In any case, mid-May is the time to be on the water, ideally at the tail of a small pool fishing upstream to a gentle boil where a bright-colored, high-floating fly will be snatched away by a feisty brookie lying in wait just below the foam.
If the strike is missed, no problem; that fish or another will likely rise up from the bottom and take another shot at it. If not, let the fly continue to float naturally downstream (no line drag, please!) until it ends up dead at your feet. Take up the slack line and roll cast right back to the head of the pool and try again.
With patience and persistence you can reasonably expect to catch or at least encounter every trout in the pool. When you are satisfied that you’ve run out of potential hook-ups, move slowly on to the next pool and start over.
When fishing small streams it’s a good idea to use “small” gear – a 2- or 3-weight outfit is more than enough for casts across pools that in many cases will be smaller than your bathtub. A 5- or 6-foot leader will be plenty, and no more than 1- or 2-pound test is enough for fish that are unlikely to exceed 10 inches in length.
Use flies with lots of red and white in them (a Royal Coachman is a good starting pattern) and make things easier for all by crimping down the barbs on all your hooks. You can keep five trout per day but why would you? I stop at two and have them as a mini shore dinner with tea and fiddleheads, and then continue fishing till it’s time to go – catch and release all the way.
Landlocked salmon are more likely to be found in the larger rivers, but their habitat preferences are not much different than that of the average brook trout, which is why we tend to encounter both species in the same water.
At the peak of the spring season I count salmon as far more aggressive than brook trout, but I think that’s because landlocks are faster, more hyper-active fish – sort of like a roadrunner dancing around a dodo. There have been times when I would wade into the river to begin casting to the head of a pool only to have pods of salmon rising all around me, some close enough to net if I were quick enough! This doesn’t happen every day but mid-May is the best time to be on hand for the landlocked salmon version of “Splash Dance.” I was fishing the Sebec River in May years ago and actually had a salmon jump into my net! He was under 14 inches and too short to keep but still, a memorable trip.
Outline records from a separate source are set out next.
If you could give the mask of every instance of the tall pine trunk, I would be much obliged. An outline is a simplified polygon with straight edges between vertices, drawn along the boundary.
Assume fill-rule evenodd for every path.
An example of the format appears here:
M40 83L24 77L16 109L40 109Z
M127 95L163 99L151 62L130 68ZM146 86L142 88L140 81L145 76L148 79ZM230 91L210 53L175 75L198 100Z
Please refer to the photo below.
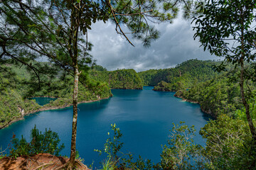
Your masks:
M78 123L78 38L79 31L79 23L80 21L80 11L75 8L72 8L70 23L70 37L69 39L69 53L73 60L73 67L74 69L74 91L73 91L73 118L72 123L72 137L71 137L71 149L70 158L68 162L67 169L72 170L75 167L75 154L76 154L76 135L77 135L77 123ZM73 49L73 50L71 50Z
M73 169L75 165L75 154L76 154L76 135L77 135L77 123L78 123L78 66L74 68L74 92L73 92L73 117L72 123L72 137L71 137L71 149L70 158L68 162L68 169Z

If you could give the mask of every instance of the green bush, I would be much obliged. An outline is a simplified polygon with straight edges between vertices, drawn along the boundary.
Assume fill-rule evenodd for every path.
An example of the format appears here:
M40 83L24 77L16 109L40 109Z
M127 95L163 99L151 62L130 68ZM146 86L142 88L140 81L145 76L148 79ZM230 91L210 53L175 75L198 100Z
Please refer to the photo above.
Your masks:
M39 153L49 153L58 156L64 148L64 144L58 146L60 140L56 132L49 129L42 134L36 128L31 130L31 140L27 142L21 135L21 139L16 138L15 135L11 140L13 147L10 152L10 156L17 157L23 155L35 155Z

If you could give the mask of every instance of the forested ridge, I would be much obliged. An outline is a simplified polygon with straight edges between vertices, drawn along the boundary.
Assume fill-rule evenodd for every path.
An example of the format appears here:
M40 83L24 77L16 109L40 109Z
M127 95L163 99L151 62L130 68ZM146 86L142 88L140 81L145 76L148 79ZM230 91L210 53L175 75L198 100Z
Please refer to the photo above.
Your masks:
M49 67L53 66L49 63ZM56 68L54 68L56 69ZM37 79L25 66L13 63L1 64L0 69L0 128L11 121L22 118L26 114L50 108L72 105L73 77L57 69L55 76L43 76L38 86ZM80 83L81 84L81 83ZM105 83L90 80L87 86L80 84L78 102L97 101L112 96ZM58 98L43 106L30 97L48 96Z
M175 68L151 69L139 75L144 84L154 85L154 90L176 91L175 96L199 103L203 112L215 118L221 113L236 117L243 106L237 73L230 65L218 72L215 67L220 64L220 62L191 60ZM245 88L255 91L256 86L249 81Z
M144 85L156 86L161 81L169 84L169 91L178 91L190 88L193 84L205 81L217 75L213 67L217 62L190 60L174 68L150 69L139 72ZM161 90L156 86L156 90Z
M143 84L134 69L117 69L114 71L90 70L90 76L96 81L106 82L112 89L142 89Z

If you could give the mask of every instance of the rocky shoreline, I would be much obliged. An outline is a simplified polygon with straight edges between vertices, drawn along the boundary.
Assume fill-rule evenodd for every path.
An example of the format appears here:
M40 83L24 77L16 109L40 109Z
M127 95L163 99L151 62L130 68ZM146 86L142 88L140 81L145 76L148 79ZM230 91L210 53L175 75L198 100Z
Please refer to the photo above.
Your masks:
M110 97L111 97L112 96L110 96L109 97L107 98L98 98L97 100L92 100L92 101L80 101L78 102L78 104L80 104L80 103L92 103L92 102L95 102L95 101L101 101L101 100L103 100L103 99L107 99L107 98L109 98ZM42 97L42 96L41 96ZM48 97L50 98L49 96L46 96L46 97ZM55 97L51 97L51 98L55 98ZM36 110L31 110L31 111L28 111L27 113L22 113L22 110L21 110L21 116L19 116L19 117L14 117L12 120L11 120L10 121L9 121L6 124L4 125L1 125L0 126L0 130L1 129L3 129L4 128L6 128L8 127L9 125L11 125L12 123L15 123L15 122L17 122L18 120L23 120L24 119L24 116L25 115L28 115L30 114L33 114L33 113L37 113L37 112L41 112L41 111L45 111L45 110L56 110L56 109L62 109L62 108L68 108L68 107L70 107L72 106L73 104L70 104L70 103L68 103L67 105L64 105L64 106L42 106L41 108L38 108L38 109L36 109Z

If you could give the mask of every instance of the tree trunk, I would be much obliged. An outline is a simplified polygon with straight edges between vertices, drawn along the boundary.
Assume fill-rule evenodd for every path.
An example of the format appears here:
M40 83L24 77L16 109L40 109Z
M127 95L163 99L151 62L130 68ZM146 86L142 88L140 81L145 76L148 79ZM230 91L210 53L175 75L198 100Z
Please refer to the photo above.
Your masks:
M71 137L71 150L70 158L68 164L67 169L73 169L75 160L75 145L77 135L77 123L78 123L78 64L74 68L74 94L73 94L73 118L72 123L72 137Z

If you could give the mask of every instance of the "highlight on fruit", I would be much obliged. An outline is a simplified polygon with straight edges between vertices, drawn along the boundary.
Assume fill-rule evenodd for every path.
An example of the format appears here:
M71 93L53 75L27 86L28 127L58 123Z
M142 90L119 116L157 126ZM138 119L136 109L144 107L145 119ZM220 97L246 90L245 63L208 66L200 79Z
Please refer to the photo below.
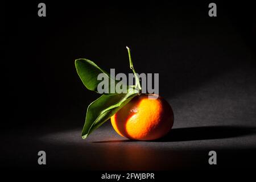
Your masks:
M135 85L127 84L123 81L127 80L124 74L118 76L118 73L115 77L90 60L86 59L75 60L76 71L85 87L101 94L87 108L81 134L83 139L109 118L113 127L119 135L133 140L159 139L166 135L173 126L172 109L168 102L158 95L158 74L155 75L157 76L156 78L154 77L154 89L150 84L146 88L146 79L143 79L146 75L139 75L136 73L130 49L127 47L126 48L130 68L135 80ZM133 81L133 78L131 80ZM147 88L152 92L146 92Z

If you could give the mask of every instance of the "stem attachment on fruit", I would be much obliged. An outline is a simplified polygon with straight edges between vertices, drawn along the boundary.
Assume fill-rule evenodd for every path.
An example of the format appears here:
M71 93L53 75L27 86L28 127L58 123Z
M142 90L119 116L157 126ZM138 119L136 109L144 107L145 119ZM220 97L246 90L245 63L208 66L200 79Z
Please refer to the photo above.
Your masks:
M134 74L134 76L135 77L135 81L136 81L136 88L138 88L139 91L141 90L141 83L139 82L139 79L138 77L137 73L136 73L136 72L134 70L134 68L133 67L133 61L131 60L131 51L130 51L130 48L126 46L126 48L128 51L128 55L129 56L129 61L130 61L130 68L133 70L133 73Z

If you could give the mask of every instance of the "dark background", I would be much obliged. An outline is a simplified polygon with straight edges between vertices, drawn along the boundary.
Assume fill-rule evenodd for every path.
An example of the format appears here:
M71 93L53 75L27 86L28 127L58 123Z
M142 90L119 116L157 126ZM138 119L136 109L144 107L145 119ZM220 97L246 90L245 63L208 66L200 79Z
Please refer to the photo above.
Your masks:
M215 168L251 167L252 4L214 2L217 16L209 17L210 1L46 1L46 17L39 17L40 2L5 2L2 167L208 168L212 150L220 154ZM108 122L82 140L86 107L98 96L84 86L75 60L128 73L126 46L137 72L159 73L160 95L175 113L172 134L162 142L125 142ZM39 150L48 154L47 167L37 164Z

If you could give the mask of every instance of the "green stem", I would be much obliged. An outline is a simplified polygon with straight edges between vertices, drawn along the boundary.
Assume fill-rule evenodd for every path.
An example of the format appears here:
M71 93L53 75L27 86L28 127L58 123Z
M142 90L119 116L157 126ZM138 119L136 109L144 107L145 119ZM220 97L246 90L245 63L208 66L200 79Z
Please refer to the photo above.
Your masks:
M141 84L139 82L139 79L138 77L138 75L136 73L134 68L133 67L133 61L131 60L131 51L130 51L130 48L126 46L126 48L128 50L128 55L129 56L129 61L130 61L130 68L133 70L133 73L134 74L134 76L135 77L136 80L136 88L139 89L139 90L141 90Z

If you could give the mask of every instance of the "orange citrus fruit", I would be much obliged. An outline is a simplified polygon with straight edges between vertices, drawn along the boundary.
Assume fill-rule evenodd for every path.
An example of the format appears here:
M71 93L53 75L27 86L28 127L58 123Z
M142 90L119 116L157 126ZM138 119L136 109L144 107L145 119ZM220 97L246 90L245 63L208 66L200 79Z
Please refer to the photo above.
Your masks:
M157 96L158 98L152 100L148 95L135 97L111 117L112 126L119 135L131 139L151 140L170 131L174 124L172 107L163 97Z

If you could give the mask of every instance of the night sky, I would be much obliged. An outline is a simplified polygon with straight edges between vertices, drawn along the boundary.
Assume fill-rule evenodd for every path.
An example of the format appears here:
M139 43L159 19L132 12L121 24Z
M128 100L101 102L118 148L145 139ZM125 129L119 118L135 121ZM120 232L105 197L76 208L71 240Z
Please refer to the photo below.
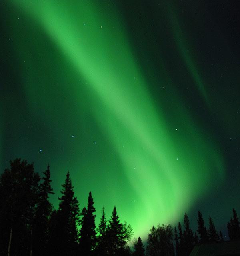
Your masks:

When fly-fishing for salmon I’m fond of nymphs, streamers and wet flies, which are easier to fish upstream and in fast current. As I said, I am not an expert fly-rodder and have all sorts of trouble on big water with long casts. I keep my line close and tight and do alright, but there are some situations where I either need to tie on a bait or lure or go home.
Fortunately, nymphs represent 99 percent of a salmon’s diet so the odds of catching at least one are good. I position myself directly below the current seam and cast above where I expect the fish to be. I strip line as quickly as necessary to keep the fly coming straight back to me and watch my strike indicator (a small piece of orange yarn). If it stops, slows or jerks I jerk back and, with luck, will be tight to a leaping, silvery salmon – hopefully one over 14 inches!
Again, I crimp my barbs to avoid injuring any fish. Relatively speaking there will be scads of sub-legal salmon to every keeper that comes to the net. Because salmon are frisky, flighty, energetic fish I try to bring the short ones in quickly and, with a flick of my wrist, unhook them while they are still in the water.
It takes some time to release a completely spent fish in fast-moving water, and if you don’t take time to revive the fish he will be swept helplessly downstream and likely end up on the bottom, food for the mink and otters.
If you are going to fish at all this year, go now. Conditions are perfect for and all species should be biting now. And, if you hit it just right there won’t be any black flies biting YOU!